Glasgow Film Festival 2025: The best of the rest of the fest


The 21st edition has been another great Glasgow Film Festival. Here are some more of the highlights we didn’t have room for in our main coverage:
Ghostlight
After a tragedy strikes his family, construction worker Dan (Keith Kupferer) is recruited to act in an amateur production of Romeo and Juliet – later, his teenage daughter Daisy (Katherine Mallen Kupferer) signs up too. The play gives them space to process the feelings they’d tried to bury.

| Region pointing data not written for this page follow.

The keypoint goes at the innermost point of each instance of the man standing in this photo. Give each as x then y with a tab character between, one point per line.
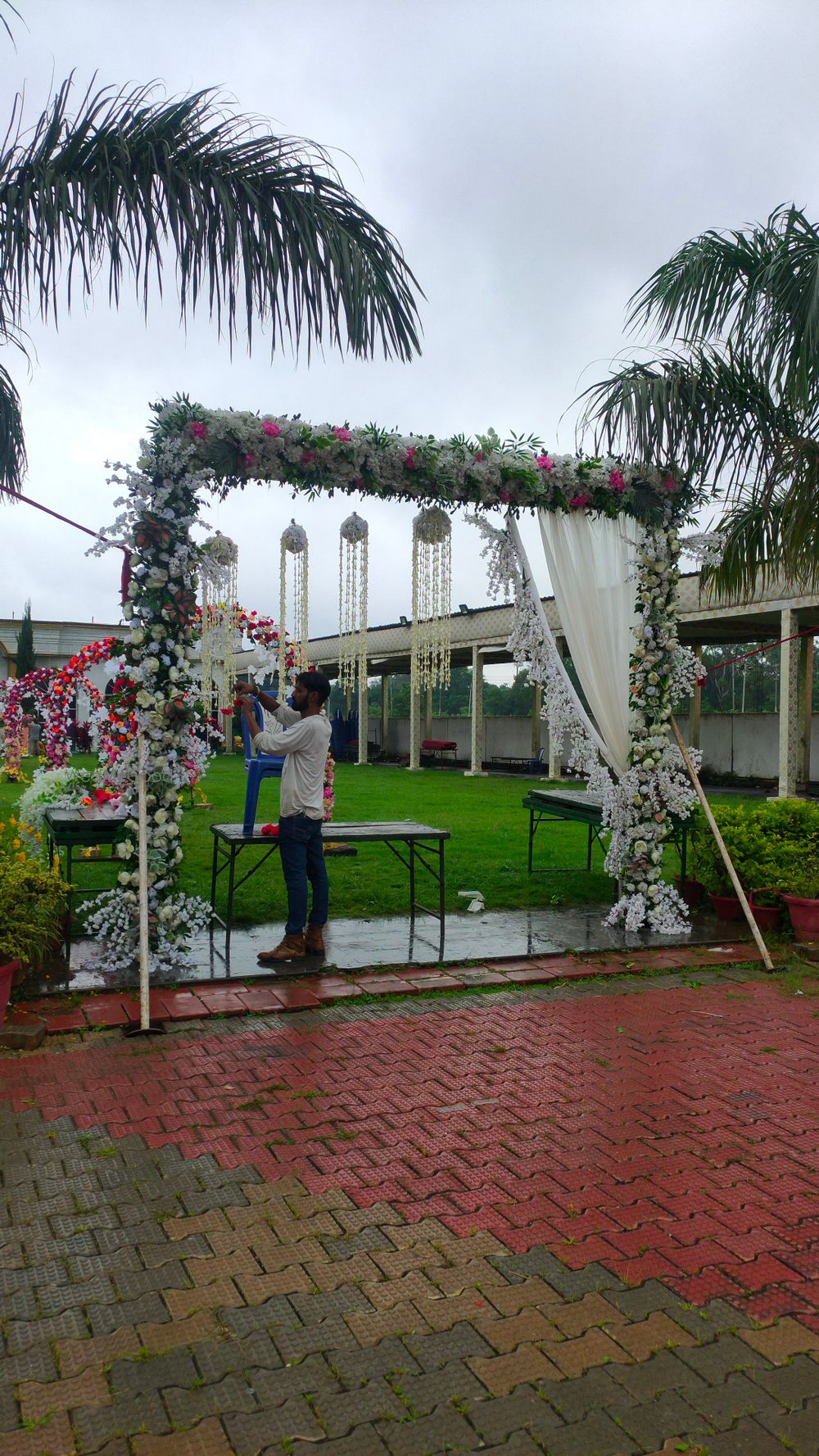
302	735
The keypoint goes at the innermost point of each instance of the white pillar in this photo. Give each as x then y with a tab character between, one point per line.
414	722
477	761
555	748
383	712
789	705
429	714
363	714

The central family of Ghostlight is played by the actual Kupferer-Mallen family (Tara Mallen plays Dan’s wife, and Daisy’s mum). Their natural chemistry gives the movie a grounding in authenticity, and helps makes the tender, wrenching story even more powerful.
Ghost Killer
Fumika (Akari Takaishi) finds herself alternately haunted and possessed (it’s a long story!) by the ghost of dead hitman, Kudo (Masanori Mimoto). He can’t be exorcised until she’s helped him avenge his murder – to do that, they enlist the help of another hitman, Kagehara (Mario Kuroba), who is both very scary, and very much still alive.

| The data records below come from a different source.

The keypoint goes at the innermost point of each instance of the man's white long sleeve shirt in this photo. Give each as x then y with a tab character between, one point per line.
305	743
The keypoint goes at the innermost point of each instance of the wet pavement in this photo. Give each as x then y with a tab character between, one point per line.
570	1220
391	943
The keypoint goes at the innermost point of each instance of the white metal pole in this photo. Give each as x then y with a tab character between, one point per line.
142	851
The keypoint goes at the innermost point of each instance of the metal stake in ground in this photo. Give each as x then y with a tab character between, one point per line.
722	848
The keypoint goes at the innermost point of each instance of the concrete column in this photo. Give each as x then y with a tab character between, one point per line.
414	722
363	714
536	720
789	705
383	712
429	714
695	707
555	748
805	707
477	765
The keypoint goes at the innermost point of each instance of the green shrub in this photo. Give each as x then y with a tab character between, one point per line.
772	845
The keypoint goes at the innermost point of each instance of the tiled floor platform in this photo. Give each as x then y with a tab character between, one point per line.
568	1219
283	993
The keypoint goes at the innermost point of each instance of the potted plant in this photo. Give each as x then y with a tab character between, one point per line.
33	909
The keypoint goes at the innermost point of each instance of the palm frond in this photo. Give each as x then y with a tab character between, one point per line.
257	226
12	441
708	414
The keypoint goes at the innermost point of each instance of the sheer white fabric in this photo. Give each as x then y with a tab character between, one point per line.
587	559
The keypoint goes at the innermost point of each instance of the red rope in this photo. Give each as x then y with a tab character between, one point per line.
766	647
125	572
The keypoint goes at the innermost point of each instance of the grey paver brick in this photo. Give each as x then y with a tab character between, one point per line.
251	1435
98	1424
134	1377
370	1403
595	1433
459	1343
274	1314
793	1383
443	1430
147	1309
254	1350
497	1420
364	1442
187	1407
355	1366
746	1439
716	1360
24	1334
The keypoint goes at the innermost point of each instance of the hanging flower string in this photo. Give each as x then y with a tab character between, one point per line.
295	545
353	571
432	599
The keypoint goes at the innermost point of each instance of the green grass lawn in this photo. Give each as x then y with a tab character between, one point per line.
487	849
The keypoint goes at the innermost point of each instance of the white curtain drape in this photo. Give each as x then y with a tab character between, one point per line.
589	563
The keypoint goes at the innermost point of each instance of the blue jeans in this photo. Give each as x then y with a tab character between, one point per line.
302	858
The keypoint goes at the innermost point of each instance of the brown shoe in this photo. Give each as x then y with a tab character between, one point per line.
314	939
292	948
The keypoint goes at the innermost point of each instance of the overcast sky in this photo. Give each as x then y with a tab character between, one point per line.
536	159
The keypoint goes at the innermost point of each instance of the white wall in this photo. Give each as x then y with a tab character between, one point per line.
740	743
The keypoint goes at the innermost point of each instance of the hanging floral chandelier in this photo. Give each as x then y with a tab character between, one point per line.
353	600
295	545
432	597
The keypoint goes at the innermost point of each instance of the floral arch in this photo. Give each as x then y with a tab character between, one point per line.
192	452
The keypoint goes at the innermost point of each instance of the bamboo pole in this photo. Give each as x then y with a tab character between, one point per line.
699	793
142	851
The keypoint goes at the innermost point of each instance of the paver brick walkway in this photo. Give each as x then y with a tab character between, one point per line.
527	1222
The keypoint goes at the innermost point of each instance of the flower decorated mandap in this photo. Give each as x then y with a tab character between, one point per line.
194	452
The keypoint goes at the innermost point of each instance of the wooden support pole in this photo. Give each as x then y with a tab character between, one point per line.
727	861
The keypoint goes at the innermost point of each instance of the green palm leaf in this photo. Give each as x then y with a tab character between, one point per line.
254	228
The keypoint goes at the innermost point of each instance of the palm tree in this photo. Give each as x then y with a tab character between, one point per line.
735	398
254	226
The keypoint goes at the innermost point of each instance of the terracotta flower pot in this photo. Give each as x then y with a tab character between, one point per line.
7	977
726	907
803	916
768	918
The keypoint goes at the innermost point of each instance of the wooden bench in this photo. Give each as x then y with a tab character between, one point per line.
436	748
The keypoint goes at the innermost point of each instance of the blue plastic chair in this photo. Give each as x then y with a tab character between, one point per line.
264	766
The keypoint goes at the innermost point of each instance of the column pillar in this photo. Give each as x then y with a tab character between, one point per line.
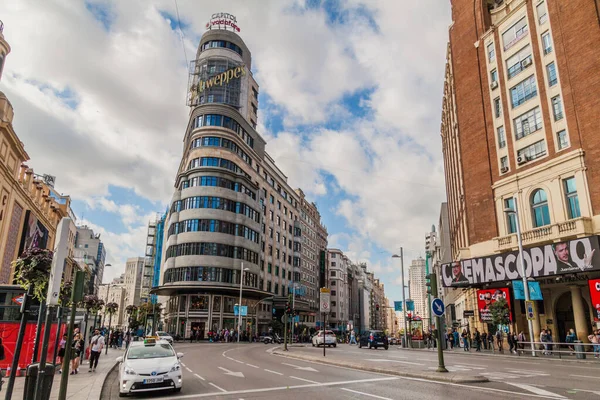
581	320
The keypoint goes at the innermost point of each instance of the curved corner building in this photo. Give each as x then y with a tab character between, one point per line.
212	229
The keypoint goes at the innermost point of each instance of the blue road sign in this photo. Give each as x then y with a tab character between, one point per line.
438	308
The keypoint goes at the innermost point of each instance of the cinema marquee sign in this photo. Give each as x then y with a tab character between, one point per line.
221	79
574	256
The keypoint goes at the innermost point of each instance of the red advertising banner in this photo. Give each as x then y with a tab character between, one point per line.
9	332
595	294
487	297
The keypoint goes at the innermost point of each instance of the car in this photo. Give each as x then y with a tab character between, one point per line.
373	339
327	339
149	366
164	336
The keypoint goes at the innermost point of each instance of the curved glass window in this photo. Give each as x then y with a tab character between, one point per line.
539	208
212	141
210	274
213	225
218	182
217	203
223	44
225	122
217	162
212	249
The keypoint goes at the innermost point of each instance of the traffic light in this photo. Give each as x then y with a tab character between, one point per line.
431	284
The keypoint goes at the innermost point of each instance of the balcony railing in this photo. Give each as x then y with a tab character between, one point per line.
551	233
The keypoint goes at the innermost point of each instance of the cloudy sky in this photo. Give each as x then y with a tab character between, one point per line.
350	105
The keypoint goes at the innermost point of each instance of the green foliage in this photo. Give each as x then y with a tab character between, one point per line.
33	268
499	312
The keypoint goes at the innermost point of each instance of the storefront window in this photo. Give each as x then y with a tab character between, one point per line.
199	303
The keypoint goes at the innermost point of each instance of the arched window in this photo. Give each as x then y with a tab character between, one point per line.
539	208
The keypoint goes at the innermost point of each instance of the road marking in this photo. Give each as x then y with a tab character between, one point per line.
398	361
536	390
366	394
228	372
273	372
301	368
585	376
302	379
221	389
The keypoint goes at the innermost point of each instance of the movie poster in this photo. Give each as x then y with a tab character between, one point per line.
573	256
487	297
35	233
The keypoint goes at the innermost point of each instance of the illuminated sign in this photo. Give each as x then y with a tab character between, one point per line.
223	19
224	78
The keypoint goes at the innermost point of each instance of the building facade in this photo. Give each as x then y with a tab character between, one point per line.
520	140
134	276
233	219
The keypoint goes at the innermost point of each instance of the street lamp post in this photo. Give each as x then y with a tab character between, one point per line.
401	257
242	269
522	261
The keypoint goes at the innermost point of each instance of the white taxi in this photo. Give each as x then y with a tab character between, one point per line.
149	366
328	339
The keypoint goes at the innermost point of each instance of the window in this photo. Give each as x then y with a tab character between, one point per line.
539	208
518	62
497	107
533	151
514	33
528	123
511	218
501	137
552	78
504	164
491	52
557	108
494	76
563	141
523	91
542	13
547	43
572	198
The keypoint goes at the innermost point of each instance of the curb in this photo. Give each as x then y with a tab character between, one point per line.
440	377
96	392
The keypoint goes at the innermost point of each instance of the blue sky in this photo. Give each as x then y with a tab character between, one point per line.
350	95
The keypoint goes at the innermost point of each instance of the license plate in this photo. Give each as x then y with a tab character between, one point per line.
158	379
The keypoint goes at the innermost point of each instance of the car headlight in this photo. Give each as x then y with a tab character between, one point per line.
129	371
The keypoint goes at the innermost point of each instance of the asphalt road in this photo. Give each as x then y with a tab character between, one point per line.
250	371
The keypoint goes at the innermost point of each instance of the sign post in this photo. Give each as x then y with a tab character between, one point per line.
324	307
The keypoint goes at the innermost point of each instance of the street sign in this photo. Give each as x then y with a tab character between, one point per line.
325	300
438	308
529	307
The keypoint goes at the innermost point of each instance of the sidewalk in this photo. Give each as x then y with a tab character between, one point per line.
82	386
370	365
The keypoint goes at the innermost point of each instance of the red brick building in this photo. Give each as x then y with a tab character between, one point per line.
520	129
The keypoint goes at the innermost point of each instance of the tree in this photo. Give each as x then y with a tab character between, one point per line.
33	268
499	312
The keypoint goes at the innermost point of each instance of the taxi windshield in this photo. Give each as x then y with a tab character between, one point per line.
156	351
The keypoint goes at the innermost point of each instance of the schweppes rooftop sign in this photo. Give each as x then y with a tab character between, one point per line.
221	79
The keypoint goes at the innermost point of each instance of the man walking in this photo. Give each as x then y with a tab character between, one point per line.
97	344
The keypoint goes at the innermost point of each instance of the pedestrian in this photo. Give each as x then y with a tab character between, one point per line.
465	338
61	351
97	344
77	347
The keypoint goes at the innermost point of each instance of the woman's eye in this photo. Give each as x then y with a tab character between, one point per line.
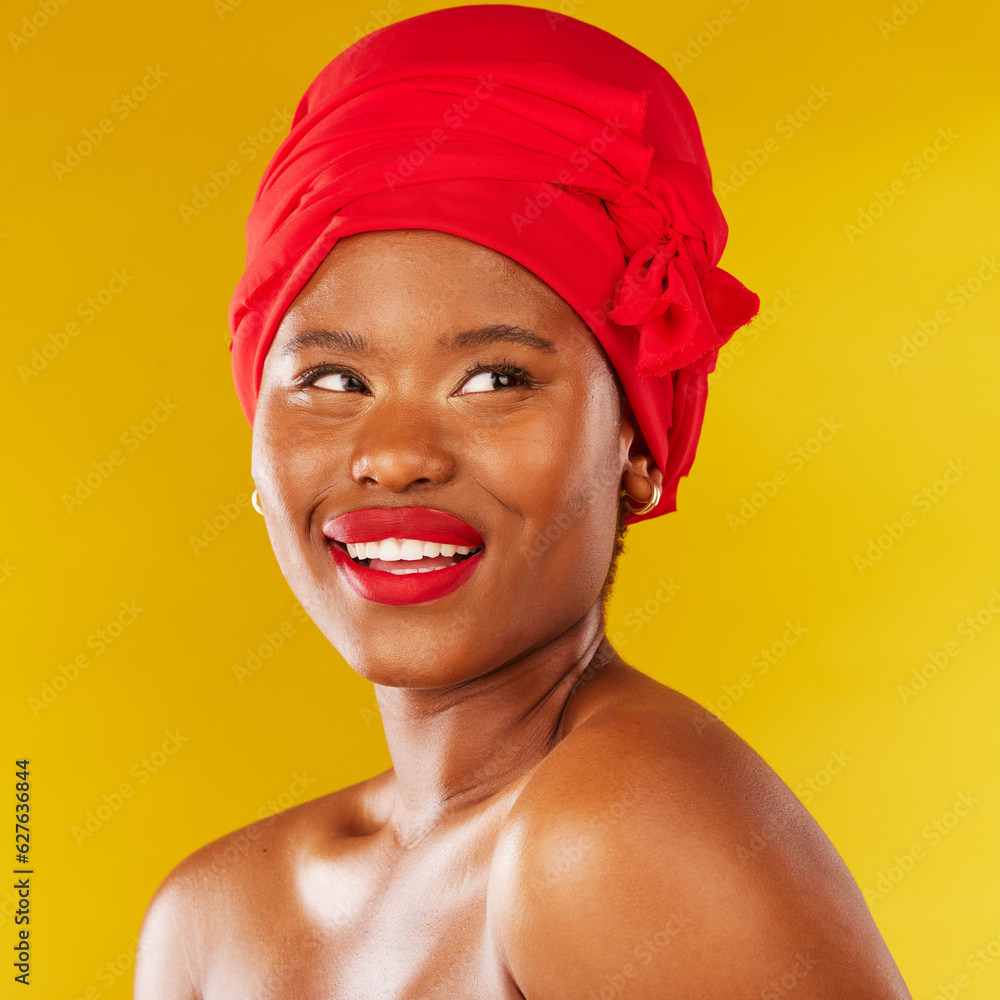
339	382
487	381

Goofy, violent, thrilling, funny… but also unexpectedly sweet, Ghost Killer balances its divergent tones deftly, and presents us with a truly lovable (albeit, murderous) trio. The fight choreography is sublime.
Peacock
For a fee, Matthias (Albrecht Schuch) will be whatever you want him to be – boastworthy son for your 60th birthday party, boastworthy dad for show and tell, handsome escort to a classical music concert. The world is your oyster. The problem is, he’s so used to being someone else, he’s forgotten how to be himself.
Peacock is a very funny comedy-of-manners in the same vein as the work of Ruben Östlund (Triangle of Sadness, Force Majeure), only both warmer and more melancholic. The surprisingly moving finale should be a call to arms for us all.
Neon Dreaming
When 8-year-old Billie (Maélya Boyd) discovers that the woman she’d thought was her mother was actually a famous ballerina, she goes on an expedition to try and find the truth, running away from home and terrifying her father (Fred Loranger) and grandmother (Geneviève Langlois).

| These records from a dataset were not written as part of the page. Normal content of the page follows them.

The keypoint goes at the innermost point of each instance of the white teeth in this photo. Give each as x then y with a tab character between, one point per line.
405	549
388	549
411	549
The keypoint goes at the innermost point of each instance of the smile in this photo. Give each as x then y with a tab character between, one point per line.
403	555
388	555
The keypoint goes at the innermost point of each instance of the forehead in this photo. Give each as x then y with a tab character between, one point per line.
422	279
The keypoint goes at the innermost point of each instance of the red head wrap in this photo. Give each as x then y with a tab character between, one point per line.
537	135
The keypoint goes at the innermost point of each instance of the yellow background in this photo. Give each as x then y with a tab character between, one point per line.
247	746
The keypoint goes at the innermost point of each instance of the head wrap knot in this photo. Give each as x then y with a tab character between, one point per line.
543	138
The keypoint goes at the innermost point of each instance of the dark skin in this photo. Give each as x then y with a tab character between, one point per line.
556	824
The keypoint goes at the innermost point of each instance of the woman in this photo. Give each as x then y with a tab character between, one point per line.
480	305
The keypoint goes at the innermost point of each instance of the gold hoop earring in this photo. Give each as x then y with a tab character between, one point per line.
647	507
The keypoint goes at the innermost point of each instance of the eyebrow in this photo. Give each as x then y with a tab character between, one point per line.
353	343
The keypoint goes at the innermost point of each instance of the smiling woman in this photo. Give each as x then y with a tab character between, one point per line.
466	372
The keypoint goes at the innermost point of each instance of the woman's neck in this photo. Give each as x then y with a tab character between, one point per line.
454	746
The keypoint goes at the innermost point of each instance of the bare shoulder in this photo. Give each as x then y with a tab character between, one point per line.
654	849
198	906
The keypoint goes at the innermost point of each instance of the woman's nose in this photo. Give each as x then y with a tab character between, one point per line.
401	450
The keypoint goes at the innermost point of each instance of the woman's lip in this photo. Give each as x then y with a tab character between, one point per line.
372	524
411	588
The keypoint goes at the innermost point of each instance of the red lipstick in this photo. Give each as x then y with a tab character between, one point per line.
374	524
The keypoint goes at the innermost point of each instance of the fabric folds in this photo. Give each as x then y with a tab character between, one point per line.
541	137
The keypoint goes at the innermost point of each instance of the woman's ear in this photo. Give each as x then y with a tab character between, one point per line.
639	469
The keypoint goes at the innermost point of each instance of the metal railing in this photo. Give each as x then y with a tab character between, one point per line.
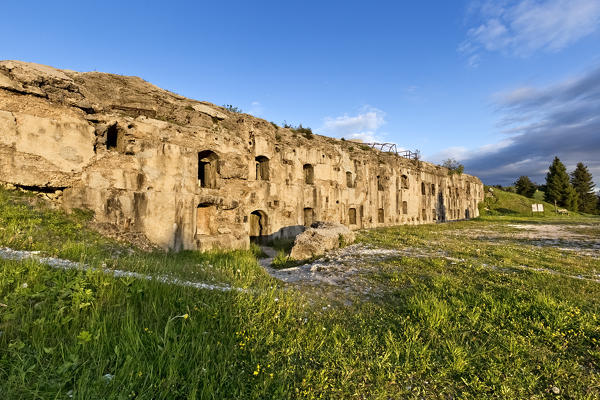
391	148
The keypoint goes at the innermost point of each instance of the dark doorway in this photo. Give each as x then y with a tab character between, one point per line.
262	168
352	216
207	169
309	174
309	216
112	137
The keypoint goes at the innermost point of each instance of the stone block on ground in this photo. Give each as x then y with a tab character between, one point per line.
319	238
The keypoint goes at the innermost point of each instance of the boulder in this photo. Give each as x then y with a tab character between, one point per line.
319	238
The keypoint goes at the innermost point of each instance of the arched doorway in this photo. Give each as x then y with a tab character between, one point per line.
258	226
207	169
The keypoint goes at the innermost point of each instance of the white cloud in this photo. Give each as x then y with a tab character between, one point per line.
364	125
523	27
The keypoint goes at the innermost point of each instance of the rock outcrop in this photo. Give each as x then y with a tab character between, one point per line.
191	175
319	238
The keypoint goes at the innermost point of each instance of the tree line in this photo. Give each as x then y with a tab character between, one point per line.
573	191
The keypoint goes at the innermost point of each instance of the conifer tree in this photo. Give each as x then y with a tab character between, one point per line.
558	186
525	187
582	182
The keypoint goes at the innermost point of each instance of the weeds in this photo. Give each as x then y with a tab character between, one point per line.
466	325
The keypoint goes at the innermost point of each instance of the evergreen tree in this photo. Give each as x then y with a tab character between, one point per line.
525	187
582	182
558	186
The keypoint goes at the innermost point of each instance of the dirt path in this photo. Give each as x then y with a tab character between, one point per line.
20	255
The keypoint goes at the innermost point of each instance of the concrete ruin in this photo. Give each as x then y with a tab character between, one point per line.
191	175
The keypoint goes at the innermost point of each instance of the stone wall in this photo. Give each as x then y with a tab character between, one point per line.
192	175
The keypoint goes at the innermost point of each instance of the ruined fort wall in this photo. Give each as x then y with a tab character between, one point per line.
191	175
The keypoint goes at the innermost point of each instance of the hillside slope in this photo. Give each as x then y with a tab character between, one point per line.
499	202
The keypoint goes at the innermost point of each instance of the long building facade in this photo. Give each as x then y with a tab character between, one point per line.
192	175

Beautifully directed by first timer Marie-Claie Marcotte, with a barnstormer of a central performance from little Maélya Boyd, Neon Dreaming is a sensitive, absorbing exploration of how the lies we tell our youngest to protect them often do more harm than good.
The Luckiest Man in America
Loosely based on a real scandal, The Luckiest Man in America, tells the story of Michael Larson (Paul Walter Hauser), who had a record-breaking run on eighties American game show, Press Your Luck – the problem is, he was cheating. Kind of.
Taking place almost entirely over the taping of the game show, the movie has a terrific cast (Hauser, David Strathairn, Patti Harrison, Johnny Knoxville, Shamier Anderson, Walton Goggins), all working on top form. And reading all that happened to Larson after that notorious taping, don’t be surprised if there’s a sequel in the works!